44. A method according to claim 41 wherein the DNA is a cDNA library.

45. A method according to claim 41, wherein the digestion is with DNAseI.

46. A method according to claim 40, wherein the double stranded DNA molecules are cloned into expression vectors under the control of a promoter selected from the group consisting of U6 snRNA, H1 and T7.

47. A method according to claim 46 wherein the double stranded DNA molecules are cloned into expression vectors under the control of a U6 snRNA promoter.

48. A method of preparing a library of expression vectors, expression of which produces double stranded RNA (dsRNA) molecules, the method comprising:

(i) preparing a library of double stranded DNA fragments;

(ii) ligating a double stranded DNA adaptor to each end of the DNA fragments from step (i), wherein the sequence of the DNA adaptor comprises at least four consecutive adenosine nucleotides at the 3′ end; and

(iii) cloning the double stranded DNA from step (ii) into an expression vector between two convergent promoters.

49. A method according to claim 48 wherein the library of double stranded DNA fragments is prepared by digestion of DNA.

50. A method according to claim 49 wherein the DNA is a gene.

51. A method according to claim 49 wherein the DNA is a genome.

52. A method according to claim 49 wherein the DNA is a cDNA library.

53. A method according to claim 49, wherein the digestion is with DNAseI.

54. A method according to claim 48, wherein the double stranded DNA molecules are cloned into expression vectors under the control of a promoter selected from the group consisting of U6 snRNA, H1 and T7.

55. A method according to claim 54 wherein the double stranded DNA molecules are cloned into expression vectors under the control of a U6 snRNA promoter.

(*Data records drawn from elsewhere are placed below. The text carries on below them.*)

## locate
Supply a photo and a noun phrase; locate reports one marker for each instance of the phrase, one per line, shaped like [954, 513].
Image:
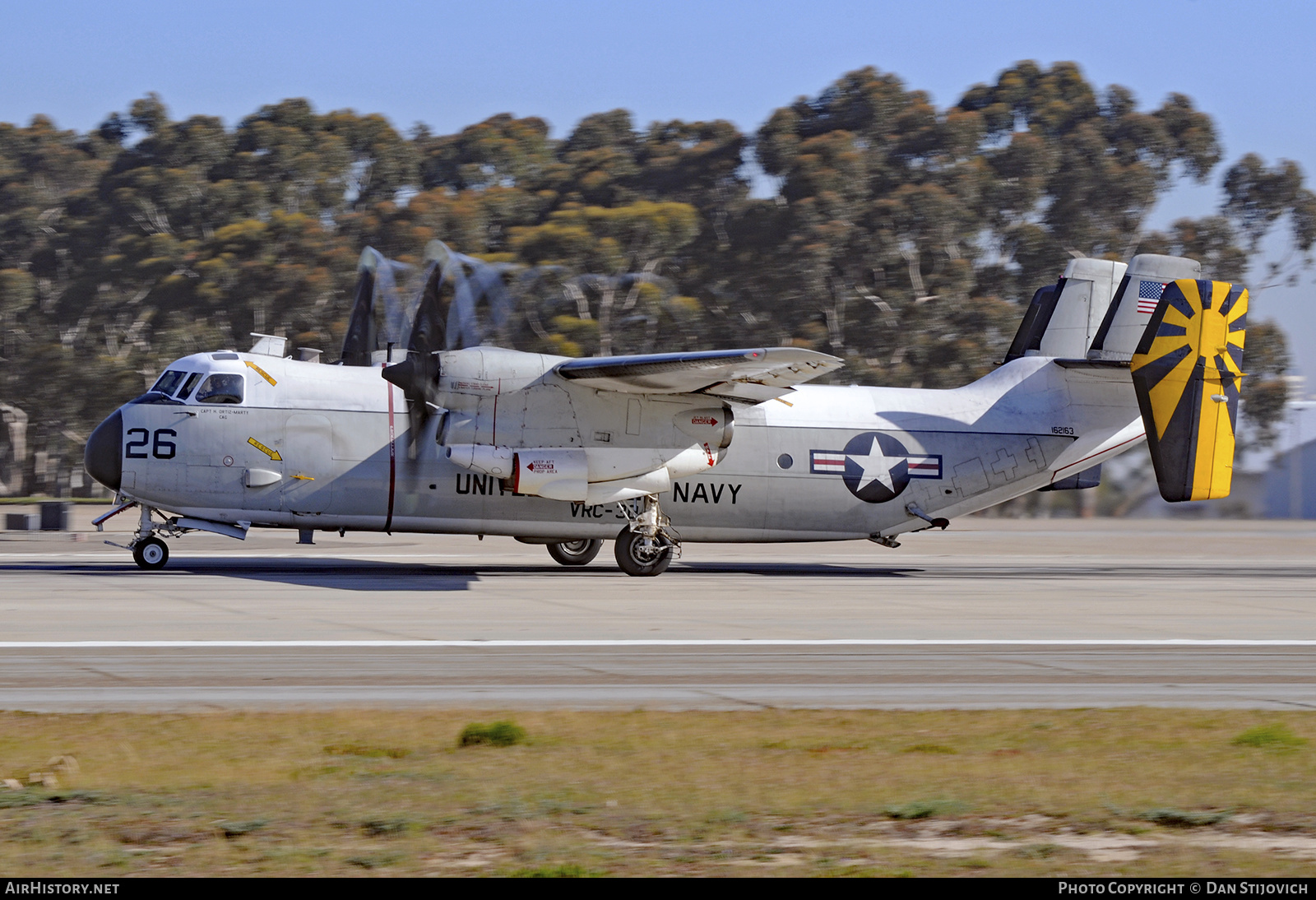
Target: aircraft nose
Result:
[103, 458]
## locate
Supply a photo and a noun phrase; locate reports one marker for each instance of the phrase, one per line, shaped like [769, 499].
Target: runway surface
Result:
[991, 614]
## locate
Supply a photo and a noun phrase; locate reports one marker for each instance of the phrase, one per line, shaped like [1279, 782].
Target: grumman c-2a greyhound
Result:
[656, 450]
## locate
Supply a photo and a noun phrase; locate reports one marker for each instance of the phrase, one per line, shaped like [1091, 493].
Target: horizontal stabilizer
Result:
[1188, 371]
[752, 375]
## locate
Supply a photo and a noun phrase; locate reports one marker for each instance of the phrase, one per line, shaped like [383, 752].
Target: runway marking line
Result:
[678, 643]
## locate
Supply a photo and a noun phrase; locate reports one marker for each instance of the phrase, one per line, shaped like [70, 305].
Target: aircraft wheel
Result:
[576, 553]
[642, 557]
[151, 553]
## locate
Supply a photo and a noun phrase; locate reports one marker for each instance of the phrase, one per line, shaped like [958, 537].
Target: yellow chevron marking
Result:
[260, 371]
[271, 454]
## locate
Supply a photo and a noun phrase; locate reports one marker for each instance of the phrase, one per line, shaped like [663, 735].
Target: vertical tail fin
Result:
[1188, 370]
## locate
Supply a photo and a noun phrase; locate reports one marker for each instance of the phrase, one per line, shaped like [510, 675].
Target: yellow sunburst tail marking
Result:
[1188, 370]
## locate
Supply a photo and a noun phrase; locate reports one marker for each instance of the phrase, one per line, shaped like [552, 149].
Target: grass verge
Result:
[1076, 792]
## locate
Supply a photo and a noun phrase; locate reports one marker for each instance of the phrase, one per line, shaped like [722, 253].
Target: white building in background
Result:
[1280, 482]
[1277, 482]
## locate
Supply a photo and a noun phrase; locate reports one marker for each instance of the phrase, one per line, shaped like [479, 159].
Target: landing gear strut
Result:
[149, 551]
[646, 545]
[576, 553]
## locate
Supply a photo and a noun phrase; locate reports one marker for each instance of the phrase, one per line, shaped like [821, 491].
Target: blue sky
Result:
[451, 65]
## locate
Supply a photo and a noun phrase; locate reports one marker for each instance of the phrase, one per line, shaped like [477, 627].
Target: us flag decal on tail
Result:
[1149, 295]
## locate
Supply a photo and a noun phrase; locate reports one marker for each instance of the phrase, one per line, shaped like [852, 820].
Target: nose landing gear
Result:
[151, 553]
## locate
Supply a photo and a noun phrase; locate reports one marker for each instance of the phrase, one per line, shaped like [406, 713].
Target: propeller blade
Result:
[362, 337]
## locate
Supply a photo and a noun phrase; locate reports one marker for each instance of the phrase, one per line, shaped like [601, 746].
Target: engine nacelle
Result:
[553, 472]
[711, 425]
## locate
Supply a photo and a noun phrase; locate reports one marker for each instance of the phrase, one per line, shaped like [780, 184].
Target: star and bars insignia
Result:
[874, 466]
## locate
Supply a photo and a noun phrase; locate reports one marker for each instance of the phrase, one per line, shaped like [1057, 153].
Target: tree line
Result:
[898, 236]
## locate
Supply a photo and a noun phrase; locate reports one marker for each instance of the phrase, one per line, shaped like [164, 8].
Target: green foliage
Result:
[1277, 735]
[561, 870]
[240, 829]
[903, 237]
[499, 735]
[924, 810]
[366, 750]
[929, 748]
[1184, 818]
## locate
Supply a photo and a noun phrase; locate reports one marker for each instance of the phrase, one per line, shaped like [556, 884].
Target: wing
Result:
[749, 375]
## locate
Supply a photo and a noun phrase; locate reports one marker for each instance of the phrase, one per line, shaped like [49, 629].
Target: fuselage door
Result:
[307, 463]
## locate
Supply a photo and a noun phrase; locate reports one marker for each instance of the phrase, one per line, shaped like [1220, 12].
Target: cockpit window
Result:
[188, 387]
[221, 388]
[169, 382]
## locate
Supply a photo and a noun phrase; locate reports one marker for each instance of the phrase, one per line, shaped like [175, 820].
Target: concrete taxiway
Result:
[990, 614]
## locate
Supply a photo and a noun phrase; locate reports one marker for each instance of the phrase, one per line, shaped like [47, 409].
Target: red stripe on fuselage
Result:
[392, 461]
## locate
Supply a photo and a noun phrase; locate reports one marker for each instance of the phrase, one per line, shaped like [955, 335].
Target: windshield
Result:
[169, 382]
[191, 383]
[221, 388]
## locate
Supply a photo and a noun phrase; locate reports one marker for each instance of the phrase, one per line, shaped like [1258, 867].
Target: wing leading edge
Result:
[748, 375]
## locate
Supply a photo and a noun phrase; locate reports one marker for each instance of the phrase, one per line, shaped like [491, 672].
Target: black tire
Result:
[640, 559]
[576, 553]
[151, 553]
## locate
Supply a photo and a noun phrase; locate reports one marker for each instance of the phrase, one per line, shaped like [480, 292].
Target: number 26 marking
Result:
[161, 449]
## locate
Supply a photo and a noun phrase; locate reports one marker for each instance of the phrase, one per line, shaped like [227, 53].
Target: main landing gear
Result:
[576, 553]
[151, 553]
[644, 548]
[646, 545]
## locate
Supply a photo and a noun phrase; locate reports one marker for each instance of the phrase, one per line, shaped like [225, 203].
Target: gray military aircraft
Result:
[458, 437]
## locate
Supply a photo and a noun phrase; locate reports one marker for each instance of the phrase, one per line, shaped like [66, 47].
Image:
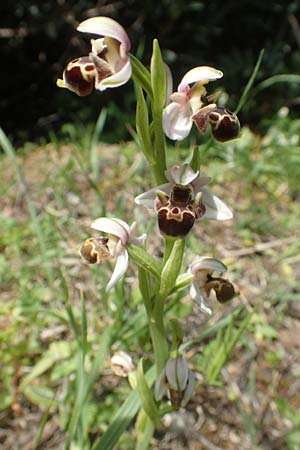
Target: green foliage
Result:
[39, 38]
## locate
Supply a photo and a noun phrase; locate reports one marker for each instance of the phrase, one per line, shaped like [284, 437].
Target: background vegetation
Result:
[58, 327]
[39, 38]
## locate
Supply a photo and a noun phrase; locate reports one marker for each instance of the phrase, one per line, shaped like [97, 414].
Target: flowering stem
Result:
[172, 261]
[159, 341]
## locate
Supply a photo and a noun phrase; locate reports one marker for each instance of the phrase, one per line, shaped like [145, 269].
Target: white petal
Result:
[138, 240]
[147, 198]
[177, 121]
[215, 208]
[204, 74]
[116, 227]
[207, 263]
[119, 270]
[117, 79]
[171, 373]
[104, 26]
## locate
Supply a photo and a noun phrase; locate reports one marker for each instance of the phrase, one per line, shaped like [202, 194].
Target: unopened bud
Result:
[95, 250]
[121, 364]
[176, 380]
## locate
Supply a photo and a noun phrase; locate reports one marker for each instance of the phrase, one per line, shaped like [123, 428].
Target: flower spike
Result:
[203, 268]
[190, 104]
[182, 201]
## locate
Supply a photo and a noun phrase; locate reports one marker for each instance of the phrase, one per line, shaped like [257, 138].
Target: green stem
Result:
[141, 75]
[159, 340]
[160, 165]
[169, 243]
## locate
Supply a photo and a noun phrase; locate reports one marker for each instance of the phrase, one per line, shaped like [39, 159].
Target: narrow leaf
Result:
[249, 85]
[123, 417]
[158, 77]
[146, 395]
[142, 125]
[172, 268]
[141, 75]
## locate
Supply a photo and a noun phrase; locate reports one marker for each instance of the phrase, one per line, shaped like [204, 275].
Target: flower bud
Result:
[121, 364]
[225, 124]
[95, 250]
[176, 380]
[79, 76]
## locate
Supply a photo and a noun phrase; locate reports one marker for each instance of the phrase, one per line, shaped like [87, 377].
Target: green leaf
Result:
[123, 418]
[172, 268]
[141, 75]
[249, 85]
[143, 259]
[85, 383]
[57, 352]
[146, 395]
[41, 396]
[144, 430]
[158, 77]
[142, 125]
[226, 341]
[145, 288]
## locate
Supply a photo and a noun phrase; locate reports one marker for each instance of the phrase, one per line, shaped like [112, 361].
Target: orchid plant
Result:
[179, 199]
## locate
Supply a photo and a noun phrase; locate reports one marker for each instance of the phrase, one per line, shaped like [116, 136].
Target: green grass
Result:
[59, 327]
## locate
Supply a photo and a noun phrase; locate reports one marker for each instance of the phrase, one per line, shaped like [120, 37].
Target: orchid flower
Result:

56. A method of producing a library of DNA molecules wherein mRNA transcribed from the DNA molecules forms hairpin (hRNA) molecules, the method comprising:

(i) preparing a pool of mRNA;

(ii) adding an enzyme to the pool of mRNA, wherein the enzyme reverse transcribes the mRNA to form cDNA and degrades the mRNA;

(iii) allowing the cDNA from step (ii) to form a hairpin loop;

(iv) synthesizing a second strand using the hairpin loop as a priming point for reverse transcriptase;

(v) denaturing the DNA from step (iv) to form single stranded DNA; and

(vi) adding DNA polymerase to synthesize double stranded DNA thereby producing a library of double stranded DNA molecules.

57. A method according to claim 56 wherein the enzyme of step (ii) is AMV reverse transcriptase.

58. A method according to claim 56, wherein the double stranded DNA molecules are cloned into expression vectors under the control of a promoter selected from the group consisting of U6 snRNA, H1 and T7.

59. A method according to claim 58 wherein the double stranded DNA molecules are cloned into expression vectors under the control of a U6 snRNA promoter.